Responding to a Disaster

Rep. Tom Davis (R-VA) is the ranking member on the House Oversight Committee, which yesterday held a hearing on environmental health and safety issues raised by the emergency housing of Katrina Hurricane survivors in travel trailers. Rather than engage in the outrage and “gotcha” politics that are the committee’s SOP — the hearing referred to “FEMA’s Toxic Trailers” — Davis gave a balanced opening statement that respected the fact that sometimes the world is complicated and people and businesses do their best in difficult circumstances. From his news release, “Government Confusion, not Industry Conspiracy“:

WASHINGTON, D.C. – Rep. Tom Davis, R-Va., ranking member of the House Committee on Oversight and Government Reform, said today he hopes Wednesday’s hearing on formaldehyde levels in trailers distributed to victims of Hurricanes Katrina and Rita won’t focus on a “majority-manufactured conspiracy theory among trailer makers” but rather on the dysfunction of government agencies that has led to and sustained most of the problems.“We saw first-hand the confusion that reigned on the Gulf Coast after the 2005 storms,” said Davis, who chaired the Select Bipartisan Committee to Investigate the Preparation for and Response to Hurricane Katrina and produced a report highly critical of the government’s efforts.

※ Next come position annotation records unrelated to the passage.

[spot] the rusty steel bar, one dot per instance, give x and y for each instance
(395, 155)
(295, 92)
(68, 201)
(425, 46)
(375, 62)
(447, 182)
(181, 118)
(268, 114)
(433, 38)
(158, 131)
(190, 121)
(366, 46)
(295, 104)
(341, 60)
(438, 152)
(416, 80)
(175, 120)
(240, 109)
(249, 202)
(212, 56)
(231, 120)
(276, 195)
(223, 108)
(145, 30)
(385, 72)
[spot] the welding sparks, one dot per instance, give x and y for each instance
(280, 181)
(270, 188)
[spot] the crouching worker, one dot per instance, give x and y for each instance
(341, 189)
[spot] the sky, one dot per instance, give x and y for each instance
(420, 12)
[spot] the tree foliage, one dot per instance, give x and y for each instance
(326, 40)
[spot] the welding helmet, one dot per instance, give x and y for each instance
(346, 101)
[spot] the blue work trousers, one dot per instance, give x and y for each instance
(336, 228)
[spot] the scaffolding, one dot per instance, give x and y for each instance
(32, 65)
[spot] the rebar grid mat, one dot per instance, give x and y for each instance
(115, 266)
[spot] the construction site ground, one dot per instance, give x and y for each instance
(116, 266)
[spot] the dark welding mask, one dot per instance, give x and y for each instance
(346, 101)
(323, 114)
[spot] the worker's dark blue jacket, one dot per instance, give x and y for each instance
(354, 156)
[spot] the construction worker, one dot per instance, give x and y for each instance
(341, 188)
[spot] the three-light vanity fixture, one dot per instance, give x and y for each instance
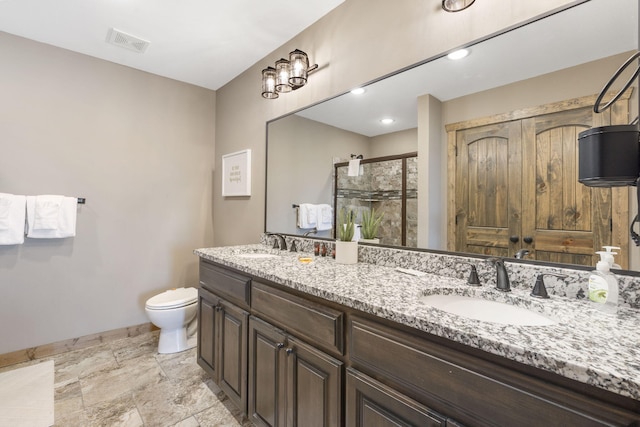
(287, 75)
(456, 5)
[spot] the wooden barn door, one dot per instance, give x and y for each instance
(488, 198)
(516, 186)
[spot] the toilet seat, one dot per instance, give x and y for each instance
(173, 298)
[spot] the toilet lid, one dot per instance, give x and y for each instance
(173, 298)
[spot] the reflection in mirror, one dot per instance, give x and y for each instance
(549, 61)
(387, 186)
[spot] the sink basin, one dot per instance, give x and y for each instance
(486, 311)
(257, 255)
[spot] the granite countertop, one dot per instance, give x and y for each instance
(585, 344)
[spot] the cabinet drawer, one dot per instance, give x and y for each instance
(226, 283)
(469, 389)
(372, 403)
(317, 324)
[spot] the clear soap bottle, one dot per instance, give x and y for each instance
(603, 285)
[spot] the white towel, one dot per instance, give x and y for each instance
(307, 215)
(354, 167)
(47, 212)
(325, 217)
(66, 219)
(12, 219)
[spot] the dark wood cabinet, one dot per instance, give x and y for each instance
(314, 386)
(207, 332)
(266, 374)
(222, 344)
(290, 382)
(469, 389)
(232, 362)
(370, 403)
(279, 355)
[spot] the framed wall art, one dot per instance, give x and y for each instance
(236, 174)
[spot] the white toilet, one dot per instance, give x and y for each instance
(172, 311)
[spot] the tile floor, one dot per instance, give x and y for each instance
(127, 383)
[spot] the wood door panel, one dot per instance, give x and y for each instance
(568, 242)
(488, 207)
(533, 192)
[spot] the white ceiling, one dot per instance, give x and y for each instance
(203, 42)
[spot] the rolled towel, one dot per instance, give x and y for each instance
(47, 212)
(325, 217)
(354, 168)
(307, 215)
(6, 200)
(13, 213)
(66, 219)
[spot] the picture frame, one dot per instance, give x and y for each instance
(236, 174)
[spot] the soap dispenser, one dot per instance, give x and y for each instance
(610, 254)
(603, 285)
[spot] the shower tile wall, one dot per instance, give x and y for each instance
(380, 187)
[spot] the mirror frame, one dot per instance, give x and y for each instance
(400, 71)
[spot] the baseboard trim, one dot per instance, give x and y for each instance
(72, 344)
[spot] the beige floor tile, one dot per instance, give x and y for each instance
(121, 412)
(127, 383)
(171, 401)
(80, 363)
(110, 384)
(189, 422)
(68, 398)
(131, 348)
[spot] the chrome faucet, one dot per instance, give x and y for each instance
(280, 241)
(502, 278)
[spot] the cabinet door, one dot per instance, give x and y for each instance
(266, 374)
(372, 404)
(314, 384)
(232, 361)
(207, 332)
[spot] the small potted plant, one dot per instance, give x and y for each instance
(346, 248)
(369, 227)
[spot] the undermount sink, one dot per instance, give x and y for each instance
(257, 255)
(486, 310)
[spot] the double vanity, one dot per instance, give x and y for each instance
(401, 338)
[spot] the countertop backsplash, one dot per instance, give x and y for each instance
(521, 274)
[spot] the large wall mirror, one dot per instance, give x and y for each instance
(519, 76)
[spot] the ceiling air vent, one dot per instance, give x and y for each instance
(127, 41)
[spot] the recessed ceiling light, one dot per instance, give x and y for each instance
(458, 54)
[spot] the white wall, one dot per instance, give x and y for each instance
(140, 148)
(357, 42)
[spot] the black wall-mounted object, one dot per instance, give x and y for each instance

“But we have to remember trailer manufacturers were pushed to their limits and did their best to help ill-prepared and disjointed government agencies respond to the disaster. Standards did not exist. Testing methods were not reliable. And occupants – already victimized by a 500-year storm – were caught in the middle.”

His prepared statement is here.

As we noted yesterday, the manufacturers who spoke did a stellar job in explaining the realities they faced, putting environmental issues in context, and describing the efforts they made to ensure their products’ safety. It’s nice to see that some members of the committee were receptive to the facts instead of promoting a pre-determined storyline.